2.5 Illustrate results
create_plot <- function(df, y_var, y_title){
y_var <- sym(y_var)
ggplot(data = df,
aes(x = Scenario, y = !!y_var, group = Cluster_method, color = Cluster_method)) +
geom_line(size = 1.25, alpha = .6) +
geom_point(color = "black", size = 2, alpha = .5) +
ggrepel::geom_label_repel(data = filter(df, Scenario == "S4"),
aes(x = Scenario, y = !!y_var, color = Cluster_method, label = Cluster_method),
size = 4,
hjust = 0, nudge_x = .5, direction = "y",
label.padding = .1, point.padding = .5, segment.size = .25,
show.legend = F) +
scale_x_discrete(limits = c("S1", "S2", "S3", "S4", rep("", 4))) +
scale_y_continuous(name = y_title, limits = c(0, NA)) +
theme_minimal() +
theme(legend.position = "none")
}
cluster_plot <- create_plot(df = cluster_summary,
y_var = "Clusters_vs_Groups",
y_title = "Detected # Clusters / True # Groups")

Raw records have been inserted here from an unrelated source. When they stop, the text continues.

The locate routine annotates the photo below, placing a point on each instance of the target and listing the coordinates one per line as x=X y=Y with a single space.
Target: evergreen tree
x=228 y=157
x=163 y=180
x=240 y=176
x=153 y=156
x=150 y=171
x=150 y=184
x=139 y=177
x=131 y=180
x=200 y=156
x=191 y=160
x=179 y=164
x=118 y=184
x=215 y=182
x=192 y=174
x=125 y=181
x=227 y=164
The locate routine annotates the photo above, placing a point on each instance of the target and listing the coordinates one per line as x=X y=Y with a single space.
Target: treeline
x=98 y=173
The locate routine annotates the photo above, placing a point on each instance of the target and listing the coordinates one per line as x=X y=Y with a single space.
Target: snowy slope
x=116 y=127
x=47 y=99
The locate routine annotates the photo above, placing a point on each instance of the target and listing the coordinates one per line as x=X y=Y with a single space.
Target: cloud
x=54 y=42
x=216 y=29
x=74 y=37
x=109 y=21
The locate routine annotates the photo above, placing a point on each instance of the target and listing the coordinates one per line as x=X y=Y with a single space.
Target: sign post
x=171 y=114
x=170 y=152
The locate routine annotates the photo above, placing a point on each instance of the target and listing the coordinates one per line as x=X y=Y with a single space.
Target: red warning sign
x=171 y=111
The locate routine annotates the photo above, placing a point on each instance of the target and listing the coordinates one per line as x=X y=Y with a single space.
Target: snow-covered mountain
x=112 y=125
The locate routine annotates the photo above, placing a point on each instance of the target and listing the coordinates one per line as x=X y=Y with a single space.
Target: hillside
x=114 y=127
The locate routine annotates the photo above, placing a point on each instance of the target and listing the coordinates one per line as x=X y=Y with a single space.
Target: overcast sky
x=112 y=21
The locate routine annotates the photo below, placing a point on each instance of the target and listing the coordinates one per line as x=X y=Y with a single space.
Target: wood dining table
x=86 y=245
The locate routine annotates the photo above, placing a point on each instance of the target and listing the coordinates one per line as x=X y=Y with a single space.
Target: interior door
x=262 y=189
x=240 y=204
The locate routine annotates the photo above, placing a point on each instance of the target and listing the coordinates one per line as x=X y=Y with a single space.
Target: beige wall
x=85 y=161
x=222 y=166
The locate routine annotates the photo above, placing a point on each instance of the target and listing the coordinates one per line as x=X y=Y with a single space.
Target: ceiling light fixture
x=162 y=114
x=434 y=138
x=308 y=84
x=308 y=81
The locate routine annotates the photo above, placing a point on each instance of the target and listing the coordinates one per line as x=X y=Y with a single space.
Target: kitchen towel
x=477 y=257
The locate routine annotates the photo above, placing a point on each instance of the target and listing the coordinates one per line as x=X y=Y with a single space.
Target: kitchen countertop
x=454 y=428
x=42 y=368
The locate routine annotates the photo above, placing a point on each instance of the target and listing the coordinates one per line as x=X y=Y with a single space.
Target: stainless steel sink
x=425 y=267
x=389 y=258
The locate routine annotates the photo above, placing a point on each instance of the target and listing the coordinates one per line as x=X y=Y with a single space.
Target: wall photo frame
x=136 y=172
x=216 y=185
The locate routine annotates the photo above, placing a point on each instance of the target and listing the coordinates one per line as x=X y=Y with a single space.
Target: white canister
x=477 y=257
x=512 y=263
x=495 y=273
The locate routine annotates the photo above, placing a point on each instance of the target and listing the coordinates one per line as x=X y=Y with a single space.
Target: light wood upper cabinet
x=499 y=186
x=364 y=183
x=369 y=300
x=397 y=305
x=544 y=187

dyad_plot <- create_plot(df = cluster_summary,
y_var = "Dyads_correct_prop",
y_title = "Correct # Dyads / Total # Dyads")
modularity_plot <- create_plot(df = cluster_summary,
y_var = "Modularity",
y_title = "Modularity")
cowplot::plot_grid(cluster_plot, dyad_plot, modularity_plot, ncol = 3)
2.6 Conclusions
For the created networks, here are my conclusions:
- None(!) of the tested algorithms correctly identified the number of groups in S1 and S2 (the two scenarios with ‘close groups’). But three of the four algorithms that did best in these two scenarios (louvain, walktrap, optimal) perfectly identified groups in S3 and S4. Thus, under the circumstances simulated in S1 and S2, which are fairly common in reality I believe, one should be careful with the interpretation of the number of detected clusters.
- With the exception of S1, the infomap algorithm did not very well and put all individuals in the same cluster. The label_prob method was a bit better than infomap, but always failed to identify the correct number of groups.
- The comparison of modularity values confirms that the algorithms with the highest modularity values also were the best in identifying groups and individual group memberships (note that these modularity values are calculated without knowing the ‘true’ groups).
- As mentioned above and shown in the plot below, the simulation actually created many, fairly weak relationships among individuals, even among individuals from different groups. Perhaps, this makes the detection of clusters challenging for the algorithms, especially if the distinction between different groups within a larger community is variable (as in S1, S2). Thus, when applying such methods to identify clusters, it seems to be important to simulate some networks similar to the observed networks and try which methods are most appropriate given the circumstances.
2.7 Identifying and illustrating clusters with ggraph
The ggraph
package also supports the use of the igraph::cluster_
functions, which can be nicely used for a quick look at clusters. Here, both the detected clusters (using different colors) and the simulated groups (using different shapes) are shown. In contrast to the plots above, all relationships (or edges) are shown, including those < 0.3, which makes the networks look much denser than in the other plots.
network_df %>%
select(from = Ind_A, to = Ind_B, weight = S1) %>%
as_tbl_graph(directed = FALSE) %>%
activate(nodes) %>%
left_join(distinct(individual_df, name = Ind, group = Group),
by = "name") %>%
mutate(detected_cluster = as.factor(group_louvain())) %>%
ggraph(., layout = "fr") +
geom_edge_arc(aes(width = weight),
alpha = 0.3, strength = 0.1) +
scale_edge_width(name = "Association Index", range = c(0, 1.5)) +
geom_node_point(aes(fill = detected_cluster, shape = group),
color = "black", size = 4) +
scale_fill_brewer(type = "qual", palette = 2) +
scale_shape_manual(values = c(21, 22, 23, 24)) +
theme_graph() +
guides(fill = guide_legend(override.aes = list(shape=21)))
It’s clear from this plot that group_a and group_b are put in the same cluster by the louvain method.